Although the Island was spared much of the grief, highways and roads were closed or partially closed due to flooding.
We’ve seen images of the washouts on the B.C. superhighway, the Coquihalla and rivers on Highway One. Throughout the mountainous province, unbelievable torrents destroyed huge cement bridge structures, and mudslides threatened lives.
Near Vancouver, in the heart of beautiful, productive Abbotsford the Sumas Lake basin that was drained in 1924 to provide fertile farmland, has become a lake again. (“Mapping the Flood in Abbotsford” – The Tyee)
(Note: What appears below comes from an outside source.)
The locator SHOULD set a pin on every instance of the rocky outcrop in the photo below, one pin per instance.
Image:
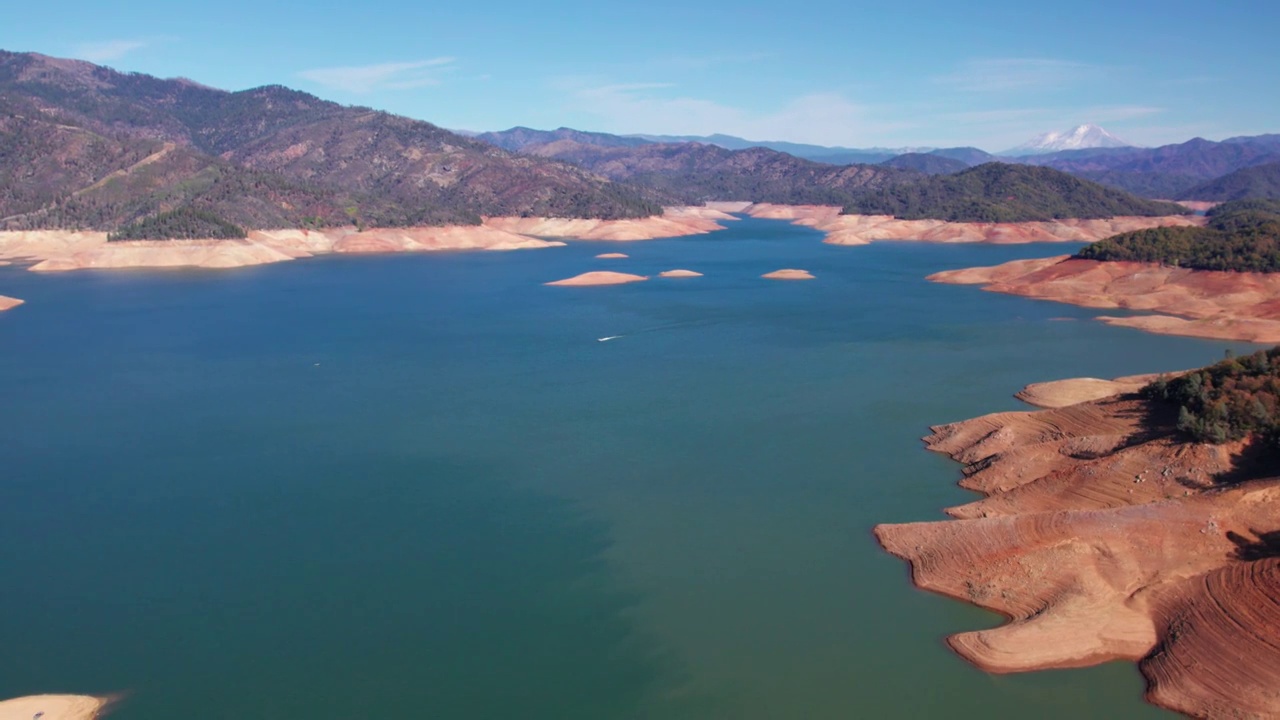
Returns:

Water from the USA breached the Sumas River Dike and flowed into the old lake basin.
Four of the largest pumps in Western Canada, capable of handling 250,000 gallons per minute, are pumping the renegade water up three metres into the Fraser River.
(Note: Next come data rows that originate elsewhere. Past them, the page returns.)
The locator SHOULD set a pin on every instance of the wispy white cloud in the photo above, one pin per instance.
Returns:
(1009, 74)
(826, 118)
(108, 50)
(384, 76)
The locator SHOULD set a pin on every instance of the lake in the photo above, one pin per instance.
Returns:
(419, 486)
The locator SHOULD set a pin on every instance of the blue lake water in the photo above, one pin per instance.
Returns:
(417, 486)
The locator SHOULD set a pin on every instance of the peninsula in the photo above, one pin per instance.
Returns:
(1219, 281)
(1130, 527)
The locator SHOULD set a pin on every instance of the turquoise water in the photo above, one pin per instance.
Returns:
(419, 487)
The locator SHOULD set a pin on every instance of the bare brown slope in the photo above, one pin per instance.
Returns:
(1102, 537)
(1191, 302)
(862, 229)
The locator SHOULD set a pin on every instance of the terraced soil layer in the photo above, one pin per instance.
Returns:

Along with over a thousand people evacuated in Abbotsford, think of the animals. There are images of farmers trying to rescue their dairy cows. What will they eat? Many animals will be lost.
We prairie dwellers have travelled those highways often. For many of us, we've got family in B.C.
I think of the small businesses in the Fraser Valley. My glass cream bottle reminds me of the Dutchman Dairy.
The province is in a state of emergency. There's been many evacuations such as the inland mountain town of Merritt. Throughout the province, rescues have been by helicopter and watercraft.
Grocery shelves have been emptied in some of the interior cities as supplies couldn’t get through on the roads.
Today, Nov. 18, I am told the current route between Vancouver and Edmonton means a 90-minute ferry over to the Island, a four-hour drive up to Port Hardy on the northern end of Vancouver Island, then an 18-hour ferry to Prince Rupert, followed by a 16-hour trip on the Yellowhead to Edmonton. Truckers, desperate to deliver cargo have a long journey between Alberta and the West Coast cities.